A more sensible solution would be to abandon the pursuit of complete abstinence and embrace harm reduction. As Dr Tyndall, Professor UBC School of Population & Public Health, explains, “starting with abstinence is like asking a new diabetic to quit sugar or a severe asthmatic to start running marathons or a depressed person to just be happy.”
Harm reduction is, first and foremost, humane as it recognises that addiction is complex, and it is almost impossible to quit at the whim of the government. For that reason, vaping was welcomed by smokers as a safer alternative. The diversity of vape flavours allows vapers to experiment and move away from smoking entirely. Flavoured vaping devices were found to be associated with an 230% increase in the odds of adult smoking cessation.
The youth vaping pandemic is often used as a means to undermine vaping. But, in fact, between 2019 and 2021, the use of electronic cigarettes among US teens dropped by more than 50 percent from 27.5% to 11.3%.

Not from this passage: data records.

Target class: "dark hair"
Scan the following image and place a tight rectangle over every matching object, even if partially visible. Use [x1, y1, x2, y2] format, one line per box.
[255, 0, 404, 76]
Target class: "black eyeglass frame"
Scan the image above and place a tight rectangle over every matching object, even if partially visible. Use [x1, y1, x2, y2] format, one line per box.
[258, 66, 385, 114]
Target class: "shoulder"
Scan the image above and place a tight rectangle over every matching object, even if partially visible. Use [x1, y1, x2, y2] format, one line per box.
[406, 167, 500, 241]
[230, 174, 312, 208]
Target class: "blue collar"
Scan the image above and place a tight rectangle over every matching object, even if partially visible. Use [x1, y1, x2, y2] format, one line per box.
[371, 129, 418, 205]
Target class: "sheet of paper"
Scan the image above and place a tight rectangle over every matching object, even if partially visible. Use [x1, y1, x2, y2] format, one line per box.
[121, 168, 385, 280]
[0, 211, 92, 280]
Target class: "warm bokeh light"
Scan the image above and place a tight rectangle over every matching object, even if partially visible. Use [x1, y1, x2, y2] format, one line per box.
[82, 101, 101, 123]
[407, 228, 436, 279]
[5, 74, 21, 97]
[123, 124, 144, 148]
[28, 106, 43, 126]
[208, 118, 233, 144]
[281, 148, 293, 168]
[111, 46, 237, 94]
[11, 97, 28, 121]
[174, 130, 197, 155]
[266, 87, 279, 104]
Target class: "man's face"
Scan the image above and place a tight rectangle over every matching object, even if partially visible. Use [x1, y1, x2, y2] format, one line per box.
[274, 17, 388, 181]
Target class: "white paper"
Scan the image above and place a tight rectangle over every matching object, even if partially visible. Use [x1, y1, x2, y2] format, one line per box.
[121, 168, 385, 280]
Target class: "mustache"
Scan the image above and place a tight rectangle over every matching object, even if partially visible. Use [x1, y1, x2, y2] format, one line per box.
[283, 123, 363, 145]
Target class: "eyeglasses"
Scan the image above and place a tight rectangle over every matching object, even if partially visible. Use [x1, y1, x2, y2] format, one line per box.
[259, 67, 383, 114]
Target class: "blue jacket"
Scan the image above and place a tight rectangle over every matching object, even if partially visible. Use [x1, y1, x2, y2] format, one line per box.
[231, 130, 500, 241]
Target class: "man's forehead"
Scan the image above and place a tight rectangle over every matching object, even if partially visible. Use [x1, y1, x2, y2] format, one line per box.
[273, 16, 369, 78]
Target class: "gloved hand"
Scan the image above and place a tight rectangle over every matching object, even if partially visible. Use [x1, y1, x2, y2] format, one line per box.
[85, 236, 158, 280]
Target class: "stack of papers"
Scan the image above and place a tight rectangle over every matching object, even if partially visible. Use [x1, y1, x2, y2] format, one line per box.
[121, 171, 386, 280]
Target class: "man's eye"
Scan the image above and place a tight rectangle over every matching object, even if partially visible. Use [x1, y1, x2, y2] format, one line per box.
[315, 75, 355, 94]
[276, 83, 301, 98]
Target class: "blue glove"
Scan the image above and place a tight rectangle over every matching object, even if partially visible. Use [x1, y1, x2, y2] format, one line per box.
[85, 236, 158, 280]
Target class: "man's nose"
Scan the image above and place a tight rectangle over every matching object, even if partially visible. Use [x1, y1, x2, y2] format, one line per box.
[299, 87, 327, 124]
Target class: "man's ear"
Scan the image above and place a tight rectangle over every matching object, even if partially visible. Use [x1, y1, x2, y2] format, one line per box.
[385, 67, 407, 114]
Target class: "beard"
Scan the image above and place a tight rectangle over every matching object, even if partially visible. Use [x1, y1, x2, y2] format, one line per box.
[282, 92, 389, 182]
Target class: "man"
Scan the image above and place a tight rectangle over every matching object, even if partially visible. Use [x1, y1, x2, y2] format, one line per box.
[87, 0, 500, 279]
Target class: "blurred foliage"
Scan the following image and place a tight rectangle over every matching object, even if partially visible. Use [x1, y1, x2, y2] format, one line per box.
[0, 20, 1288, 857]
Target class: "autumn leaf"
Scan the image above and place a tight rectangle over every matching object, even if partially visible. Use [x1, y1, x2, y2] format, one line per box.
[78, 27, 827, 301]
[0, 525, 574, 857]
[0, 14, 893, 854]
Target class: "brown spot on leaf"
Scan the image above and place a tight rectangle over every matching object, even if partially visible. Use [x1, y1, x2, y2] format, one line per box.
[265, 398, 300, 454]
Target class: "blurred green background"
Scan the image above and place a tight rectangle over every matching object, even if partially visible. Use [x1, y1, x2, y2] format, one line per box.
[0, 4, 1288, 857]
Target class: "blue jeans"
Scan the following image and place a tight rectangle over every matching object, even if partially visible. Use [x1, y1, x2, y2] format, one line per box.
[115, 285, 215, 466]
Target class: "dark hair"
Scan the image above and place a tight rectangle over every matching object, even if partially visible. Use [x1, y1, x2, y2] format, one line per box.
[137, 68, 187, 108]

Commenting on the effects of the proposed vaping tax, Kurt Yeo, co-founder of the VSML, said: “VSML believes implementing any tax on safer alternatives will have devastating, yet predictable consequences to existing users of ENDs products and smokers wishing to quit.”
Michael Landl, director of the World Vaper Alliance, a global vapers’ movement, added that “the tax on vaping products will harm public health in South Africa. People who want to stay away from cigarettes or switch should not be abused as a source of funding for the state’s budget crisis.”
If the South African government really wants to help reduce the smoking rates, it should abstain from taxing vaping products, or keep the tax rate as low as possible. Smokers, especially those who smoke heavily, should be encouraged to switch to safer alternatives, and the ineffective and dangerous abstinence WHO-inspired ideology should be abandoned. Vaping saves lives, and let’s hope the South African government learns that lesson before it’s too late.